A Python package for seamless vectorization for any content type
Project description
anyvec
AnyVec is an open-source Python package that makes it easy to vectorize any type of file — text, images, audio, video, or code — through a single, unified interface. Traditionally, embedding different data types (like text vs. images) requires different models and disparate code paths. AnyVec abstracts away these complexities, allowing you to work with a unified API for all your vectorization needs, regardless of file type.
Supported File Types
| Category | Extensions / MIME Types |
|---|---|
| Text/Docs | .txt, .rtf, .md, .doc, .docx, .odt |
| Presentation | .ppt, .pptx, .ppsx, .pptm, .odp |
| Spreadsheet | .xls, .xlsx, .ods |
| EPUB | .epub |
| Templates | .dotm, .dotx, .docm |
| Image | .png, .jpg, .jpeg, .jpe, .bmp, .gif, .tiff, .ico, .icns, .heic, .avif, .webp, .psd |
| Audio | .mp3, .wav, .ogg, .m4a |
| Video | .mp4, .avi, .mov, .mkv, .webm, .mpeg, .mpg |
| Code | .py, .js, .ts, .tsx, .jsx, .java, .cpp, .c, .h, .hpp, .cs, .go, .rb, .php, .pl, .sh, .swift, .scala, .lua, .f90, .f95, .erl, .exs, .bat, .sql, .lisp, .vb, .ipynb, .xml, .yml, .yaml, .json, .kt, .rst, .html |
For the most up-to-date list, see the
mime_handlersdictionary in the codebase.
Processing Flow
- File Type Detection: AnyVec uses MIME type and file extension to determine the file type.

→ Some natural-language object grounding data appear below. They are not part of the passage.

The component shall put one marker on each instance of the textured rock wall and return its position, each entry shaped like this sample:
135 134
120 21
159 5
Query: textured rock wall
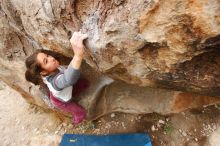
164 44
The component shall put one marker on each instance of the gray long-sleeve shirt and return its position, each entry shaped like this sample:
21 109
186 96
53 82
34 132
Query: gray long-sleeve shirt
64 78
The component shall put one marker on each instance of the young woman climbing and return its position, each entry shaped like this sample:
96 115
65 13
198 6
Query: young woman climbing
63 83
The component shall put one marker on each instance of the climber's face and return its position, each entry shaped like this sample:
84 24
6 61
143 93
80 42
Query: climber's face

- Extraction: The relevant extractor parses text, images, or audio from the file.
- Vectorization: The extracted content is sent to a CLIP-like model via API for embedding.
- Unified Output: You get back text and image vectors, regardless of input type.
Detailed Processing Flow
Text Files:
- Extracts raw text using format-appropriate parsers.
- Returns extracted text for vectorization.
Image Files:
- Returns the image data as base64-encoded JPEGs or PNGs.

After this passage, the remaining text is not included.